Cruyff, Pelé und Beckenbauer werden häufig in einem Atemzug genannt. Ich frage van der Luer nach den Unterschieden: „Cruyff agiert, Beckenbauer und Pelé reagieren. Cruyff hat eine Idee, und diese setzt er durch.“ Beckenbauer und Pelé hätten keine eigene Philosophie vom Fußball. Für welchen Fußball der „Kaiser“ steht, bleibt in der Tat nebulös. Außerdem rede Cruyff „viel mehr über die Sache Fußball als Pelé und Beckenbauer. Cruyff hört man zu. Es ist nicht immer leicht, ihn zu verstehen. Aber dann merkt man doch: Was er sagt, hat Hand und Fuß. Alles, worüber er sich Gedanken gemacht hat und was dann in die Praxis gebracht wurde, verlief positiv.“
Was die Leute häufig vergessen würden: Cruyffs Spielphilosophie starte mit etwas Unattraktivem: dem Organisieren. Am Anfang des Vormarsches stehe „die Organisation des gegnerischen Ballverlustes“. De facto stünden in diesem Moment sechs defensive und vier offensive Spieler auf dem Feld. Im Übrigen habe die niederländische Nationalmannschaft von 1974 mit richtigen Verteidigern gespielt: „Hulshoff und Suurbier waren Leuten, denen du nicht mitten in der Nacht in einer dunklen Straße begegnen wolltest.“
Auch bei Barcelonas Coach Pep Guardiola würde oft der defensive Inhalt des Konzepts vergessen. Beim „Fußball total“ würde immer nur darüber geredet, dass die Verteidiger auch stürmen. Und nur wenig darüber, dass die Stürmer und Mittelfeldspieler auch verteidigen.
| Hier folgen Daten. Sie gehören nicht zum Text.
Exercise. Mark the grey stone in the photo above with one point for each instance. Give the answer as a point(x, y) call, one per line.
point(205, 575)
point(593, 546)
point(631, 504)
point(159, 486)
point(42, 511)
Cruyffs aktuelle Kritik an der Ausbildung bei Ajax Amsterdam sei völlig korrekt. Früher habe man z. B. gezielt „linke Verteidiger“ ausgebildet. „Alles war im hauseigenen Arsenal vorhanden. In den letzten Jahren musste man Positionen mit mittelmäßigen, aber teuren Einkäufen besetzen.“
Skeptischer beurteilt Erik Meijer, der Dritte meiner Aachener Gesprächspartner, die Person Cruyff. Meijer (Jahrgang 1969) ist als Spieler viel herumgekommen, spielte beim PSV Eindhoven, beim KFC Uerdingen, bei Bayer Leverkusen, dem FC Liverpool, dem Hamburger SV und zum Schluss bei Alemannia Aachen, wo man ihn dann für die Position des Geschäftsführers Sport verpflichtete.
Wenngleich er Johan Cruyff nicht den Respekt verweigert, macht Meijer keinen Hehl daraus, dass er kein großer Freund seiner Persönlichkeit ist. Cruyff kritisiere viel, wolle aber nie Verantwortung übernehmen. Er habe viele Jahre immer andere vorgeschickt, „seine Adjutanten: Ronald de Boer, Marco van Basten – Leute, die er groß gemacht hat“.
Für den Jugendlichen Erik Meijer allerdings war Cruyff „ein Trendsetter – einer, der gegen die Strömung schwamm; der nach links marschierte, als alle anderen nach rechts gingen. Auf dem Spielfeld wie in der Gruppe.“ Fußball sei „ein egoistischer Teamsport. Jeder kämpft um seinen Platz im Team, um seinen Vertrag. Und gleichzeitig muss man gemeinsam spielen und gewinnen.“ Cruyff habe die Idee vom „egoistischen Teamsport“ als Spieler perfekt verkörpert. Dass er 1983 von Ajax Amsterdam zum Erzfeind Feyenoord Rotterdam gewechselt sei, nachdem man ihn bei Ajax nicht mehr ausreichend gewürdigt habe, sei typisch für ihn gewesen.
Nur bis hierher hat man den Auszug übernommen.